Nomad makes use of an optimistic verification model whereby messages are signed on the original chain and there is a built-in time window that is enforced on the destination chain. In a way, we can observe this similar to “open this letter no earlier than this time”. This period of time is useful to implement “automatic circuit breakers” and stop the transfer of assets before the Merkle root has been deemed valid. This has been mentioned as a concept on Nomad’s docs and seems to be in-progress.

Wormhole

Wormhole’s messaging model is multi-cast, whereby messages are notarized by the Guardian/Oracle network from the origin chain and is distrusting of the relayer that brings that message to the destination chain. This model essentially requires a very robust Oracle network where in-protocol safety features are able to scale.

The Wormhole project has three major in-protocol safety features in development: Governor, Accounting, and Emergency Shutdown. These features are being built in the open, which allows us insights into how they will eventually operate. These features are pending completion of development and adoption by guardians.

  • Governor - This feature, implemented in the Guardian/Oracle, allows the Guardians to monitor notional amounts of value movement from any governed chain within a time window. This effectively allows the Guardians to set an acceptable ceiling per chain that when hit, prevents additional notional value transmission from that chain.
  • Accounting - This feature, implemented in the Guardian/Oracle, allows Guardians to maintain their own blockchain (aka “wormchain”), which can serve as a cross-chain ledger between disparate chains. Using this ledger, the Guardians function as validators for the chain and implement an Accounting plugin such that if a cross-chain transaction is attempted but the origin chain doesn’t have sufficient funds (verified independently of the smart contract logic), the Guardians will refuse to honor those transactions until the origin chain is reconciled.
  • Shutdown - This feature, implemented on-chain, allows the Guardians with awareness of an existential threat to the token bridge to build consensus to temporarily disable value movement on the token bridge.  The current implementation allows this to be accomplished via on-chain function calls in the proposed implementation.

Parting thoughts

In the coming months and years, we believe that security will become the differentiating feature among bridges.
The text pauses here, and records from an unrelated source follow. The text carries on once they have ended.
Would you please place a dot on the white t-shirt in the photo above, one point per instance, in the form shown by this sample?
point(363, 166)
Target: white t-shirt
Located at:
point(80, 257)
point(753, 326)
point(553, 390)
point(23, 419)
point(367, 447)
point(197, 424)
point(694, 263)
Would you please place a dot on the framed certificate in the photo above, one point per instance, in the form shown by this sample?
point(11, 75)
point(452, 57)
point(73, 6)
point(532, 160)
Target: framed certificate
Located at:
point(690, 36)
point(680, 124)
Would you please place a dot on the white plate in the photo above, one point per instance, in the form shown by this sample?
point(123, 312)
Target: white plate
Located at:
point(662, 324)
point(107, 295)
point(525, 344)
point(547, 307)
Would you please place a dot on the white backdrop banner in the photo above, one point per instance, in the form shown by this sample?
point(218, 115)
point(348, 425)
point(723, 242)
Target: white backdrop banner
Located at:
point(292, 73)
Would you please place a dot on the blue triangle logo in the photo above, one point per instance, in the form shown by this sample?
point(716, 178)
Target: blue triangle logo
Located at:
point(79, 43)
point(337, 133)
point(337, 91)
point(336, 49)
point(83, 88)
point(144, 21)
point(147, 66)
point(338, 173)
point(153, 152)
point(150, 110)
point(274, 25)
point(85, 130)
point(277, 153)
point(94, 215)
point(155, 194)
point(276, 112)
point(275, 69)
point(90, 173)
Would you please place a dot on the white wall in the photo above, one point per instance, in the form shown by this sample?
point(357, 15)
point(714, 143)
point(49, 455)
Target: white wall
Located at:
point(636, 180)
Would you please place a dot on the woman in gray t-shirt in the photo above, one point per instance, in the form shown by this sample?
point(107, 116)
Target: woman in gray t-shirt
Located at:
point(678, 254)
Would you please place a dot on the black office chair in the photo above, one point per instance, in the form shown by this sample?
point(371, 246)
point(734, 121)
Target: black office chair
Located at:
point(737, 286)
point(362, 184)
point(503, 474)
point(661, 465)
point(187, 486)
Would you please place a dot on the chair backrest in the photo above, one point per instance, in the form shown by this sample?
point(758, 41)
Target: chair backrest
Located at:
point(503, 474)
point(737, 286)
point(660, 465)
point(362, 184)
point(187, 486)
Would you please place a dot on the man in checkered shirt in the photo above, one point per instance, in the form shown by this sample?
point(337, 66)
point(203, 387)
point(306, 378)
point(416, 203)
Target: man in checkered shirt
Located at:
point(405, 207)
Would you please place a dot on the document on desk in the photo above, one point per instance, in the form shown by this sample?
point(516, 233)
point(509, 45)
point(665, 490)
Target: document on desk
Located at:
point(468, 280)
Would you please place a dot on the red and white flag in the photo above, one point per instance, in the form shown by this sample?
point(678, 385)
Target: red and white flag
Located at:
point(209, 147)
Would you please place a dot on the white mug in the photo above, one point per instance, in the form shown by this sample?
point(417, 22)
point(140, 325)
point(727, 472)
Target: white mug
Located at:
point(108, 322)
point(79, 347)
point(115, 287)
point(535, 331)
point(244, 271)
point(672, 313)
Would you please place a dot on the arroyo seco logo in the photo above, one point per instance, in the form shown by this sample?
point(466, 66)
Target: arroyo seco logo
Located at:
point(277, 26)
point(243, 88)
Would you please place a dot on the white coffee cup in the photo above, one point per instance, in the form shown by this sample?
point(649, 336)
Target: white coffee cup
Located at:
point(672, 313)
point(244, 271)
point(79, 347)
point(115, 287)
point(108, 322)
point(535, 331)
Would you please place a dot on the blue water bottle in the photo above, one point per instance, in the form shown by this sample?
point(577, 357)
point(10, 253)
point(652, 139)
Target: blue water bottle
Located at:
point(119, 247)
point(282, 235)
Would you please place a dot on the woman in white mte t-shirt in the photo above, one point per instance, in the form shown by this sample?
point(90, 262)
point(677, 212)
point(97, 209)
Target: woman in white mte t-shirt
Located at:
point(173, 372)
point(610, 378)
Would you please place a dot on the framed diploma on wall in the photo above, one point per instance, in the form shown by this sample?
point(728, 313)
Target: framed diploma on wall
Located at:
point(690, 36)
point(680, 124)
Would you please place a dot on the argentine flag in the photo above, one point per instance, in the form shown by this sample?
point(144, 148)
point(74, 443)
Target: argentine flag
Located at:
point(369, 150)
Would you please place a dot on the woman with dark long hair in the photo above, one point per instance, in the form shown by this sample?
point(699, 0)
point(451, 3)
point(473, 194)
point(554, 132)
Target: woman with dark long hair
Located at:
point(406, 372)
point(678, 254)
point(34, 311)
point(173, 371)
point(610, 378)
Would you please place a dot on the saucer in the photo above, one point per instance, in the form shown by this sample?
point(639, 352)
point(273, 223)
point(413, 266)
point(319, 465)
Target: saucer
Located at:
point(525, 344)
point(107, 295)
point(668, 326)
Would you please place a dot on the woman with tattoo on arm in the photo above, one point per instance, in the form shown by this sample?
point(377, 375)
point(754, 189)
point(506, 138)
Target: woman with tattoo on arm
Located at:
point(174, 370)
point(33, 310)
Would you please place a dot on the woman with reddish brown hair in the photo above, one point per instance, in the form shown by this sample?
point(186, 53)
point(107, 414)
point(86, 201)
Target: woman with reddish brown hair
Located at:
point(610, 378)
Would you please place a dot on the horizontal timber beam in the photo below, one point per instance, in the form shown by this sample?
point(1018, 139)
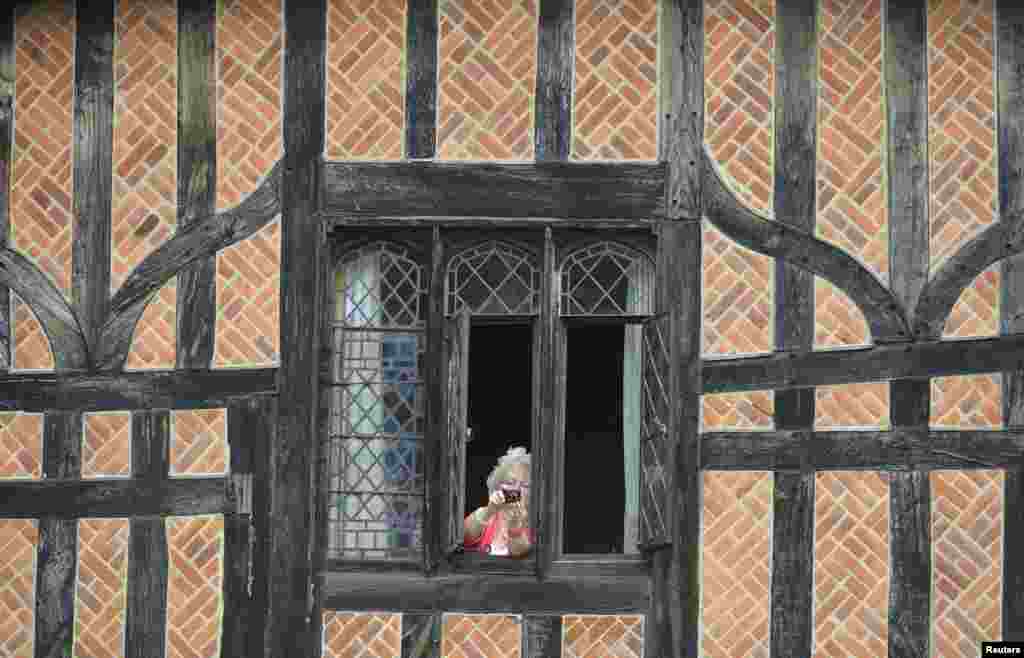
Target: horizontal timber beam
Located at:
point(568, 190)
point(491, 593)
point(124, 391)
point(916, 360)
point(116, 498)
point(892, 450)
Those bridges that prioritize security are more likely to survive their worst days, but bridges that do not are likely to be vulnerable to existential risks that may eventually put the bridge and its funds in jeopardy. Security may once have been just a source of competitive advantage; however, it must now become the top feature that every bridge should prioritize, and we hope that all bridges will collaborate on ways to improve the state of the art in bridging security.

Our views on bridge security are still developing, and if we missed something, we encourage you to let us know: @claudijd, @anihamde, @heyitaki, @ewokafloka.

As noted above, Jump Crypto operates one of the nineteen Guardians in the Wormhole Network and is a core contributor to the project.